As the sexual health organizations complain, 4parents.gov delivers a stealth dose of pro-life advocacy. The site defines pregnancy, for instance, as a process "that begins when an egg cell and a sperm cell unite." Actually, not every fertilized egg implants in the wall of the uterus, meaning that a better definition of pregnancy would probably emphasize implantation, not fertilization. The site also refers to a fertilized egg shortly after implantation as an "unborn child," a phrase that appears repeatedly on 4parents.gov.

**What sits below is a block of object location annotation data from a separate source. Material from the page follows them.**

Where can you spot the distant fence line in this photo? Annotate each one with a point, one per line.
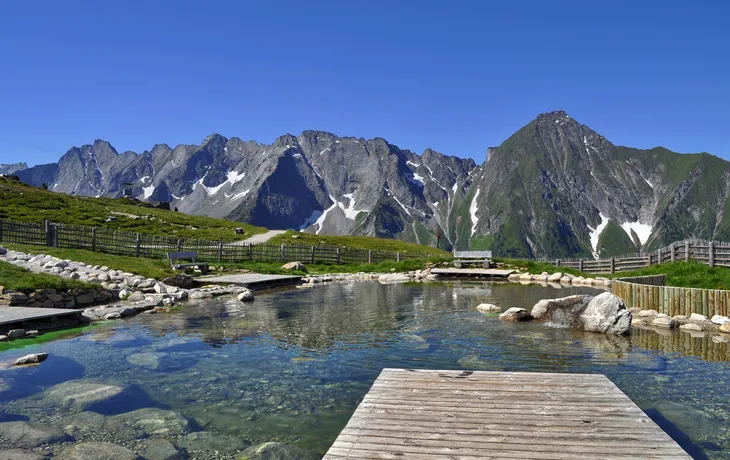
(651, 293)
(125, 243)
(712, 253)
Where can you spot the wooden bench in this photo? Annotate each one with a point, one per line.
(176, 256)
(472, 258)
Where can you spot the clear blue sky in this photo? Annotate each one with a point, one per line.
(454, 76)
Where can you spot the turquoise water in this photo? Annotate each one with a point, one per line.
(292, 366)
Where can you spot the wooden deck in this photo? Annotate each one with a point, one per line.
(472, 272)
(12, 315)
(252, 280)
(465, 415)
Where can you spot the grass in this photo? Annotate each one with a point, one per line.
(150, 268)
(20, 279)
(24, 203)
(358, 242)
(685, 274)
(160, 268)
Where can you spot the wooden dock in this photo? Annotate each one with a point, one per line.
(472, 272)
(253, 280)
(13, 315)
(470, 415)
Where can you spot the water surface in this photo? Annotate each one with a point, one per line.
(293, 365)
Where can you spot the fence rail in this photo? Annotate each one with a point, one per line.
(119, 242)
(712, 253)
(650, 293)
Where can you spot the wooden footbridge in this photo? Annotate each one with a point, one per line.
(466, 415)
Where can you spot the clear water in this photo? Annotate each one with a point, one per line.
(292, 366)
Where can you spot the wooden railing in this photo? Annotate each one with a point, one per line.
(712, 253)
(651, 293)
(153, 246)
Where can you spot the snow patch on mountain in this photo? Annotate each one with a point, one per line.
(473, 208)
(595, 233)
(643, 231)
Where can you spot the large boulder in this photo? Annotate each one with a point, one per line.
(298, 266)
(564, 311)
(607, 314)
(97, 451)
(80, 394)
(277, 451)
(515, 314)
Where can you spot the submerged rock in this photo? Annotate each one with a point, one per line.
(30, 435)
(97, 451)
(19, 454)
(277, 451)
(161, 449)
(488, 308)
(206, 441)
(607, 314)
(33, 358)
(564, 311)
(80, 394)
(515, 314)
(147, 422)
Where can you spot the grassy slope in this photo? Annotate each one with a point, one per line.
(683, 274)
(360, 242)
(29, 204)
(20, 279)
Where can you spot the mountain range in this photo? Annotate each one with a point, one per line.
(555, 188)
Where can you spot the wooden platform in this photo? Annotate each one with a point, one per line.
(252, 280)
(12, 315)
(420, 414)
(472, 272)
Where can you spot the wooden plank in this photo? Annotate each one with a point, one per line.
(420, 414)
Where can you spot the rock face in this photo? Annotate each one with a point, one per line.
(97, 451)
(607, 314)
(277, 451)
(80, 394)
(515, 314)
(295, 266)
(33, 358)
(30, 435)
(488, 308)
(640, 199)
(565, 311)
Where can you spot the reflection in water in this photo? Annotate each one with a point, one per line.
(293, 365)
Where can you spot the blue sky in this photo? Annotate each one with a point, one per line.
(457, 76)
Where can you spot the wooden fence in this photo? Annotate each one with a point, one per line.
(650, 293)
(712, 253)
(151, 246)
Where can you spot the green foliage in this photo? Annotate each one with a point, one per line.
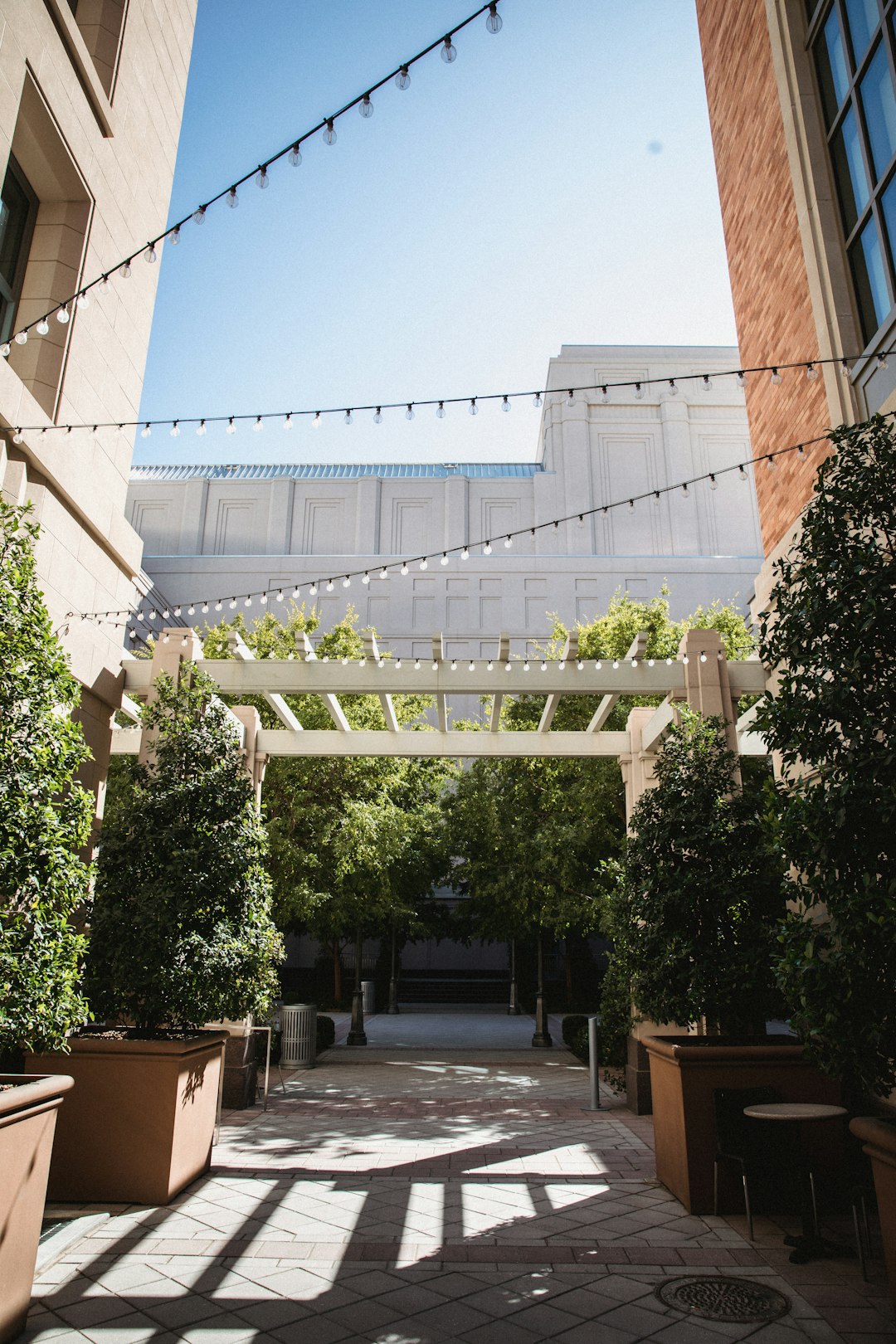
(182, 932)
(325, 1032)
(45, 817)
(355, 841)
(700, 890)
(832, 633)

In order to make its pro-abstinence case, 4parents.gov also presents selective or distorted information about the effectiveness of condoms, a common tick on the religious right. The site takes every opportunity to downplay condom efficacy, with passages such as the following:

Studies suggest that condoms, when used consistently and correctly, offer significant risk reduction (80-87%) for HIV/AIDS. Condoms provide less risk reduction for other sexually transmitted diseases. Research indicates significant risk reduction for HIV to almost none for others (e.g., HPV).
Here, 4parents.gov appears to be relying exclusively on published studies that positively prove condom effectiveness for certain diseases, while conveniently ignoring basic common sense. What the site neglects to tell American parents is the following: According to the National Institutes of Health, condoms "provide a highly effective barrier to transmission of particles of similar size to those of the smallest STD viruses." Because of this characteristic, continues the NIH, there is "a strong probability of condom effectiveness when used correctly" both for diseases spread by discharges (including gonorrhea and chlamydia), and for diseases spread by skin-to-skin contact (including herpes, syphilis, and HPV), so long as the condom covers the infected area.

In short, even though the effectiveness of condoms may not have been proven in rigorous studies for all conditions, we nevertheless know that condoms provide a strong barrier against STD transmission.

And even as 4parents.gov demands rigorous proof of condom effectiveness for every individual sexually transmitted disease, it simultaneously celebrates abstinence on completely idealized grounds. Cynthia Dailard of The Alan Guttmacher Institute has observed that abstinence advocates frequently contrast theoretically perfect use of abstinence with actual real life condom failure rates, thus comparing "apples and oranges." 4parents.gov is no exception. The site refers to abstinence as "without question, the healthiest choice for adolescents." But as a method of disease prevention, abstinence -- just like condoms -- only works if you actually use it properly. And there's abundant evidence that despite the best of intentions, "abstinence" fails because many teens just don't stick to it.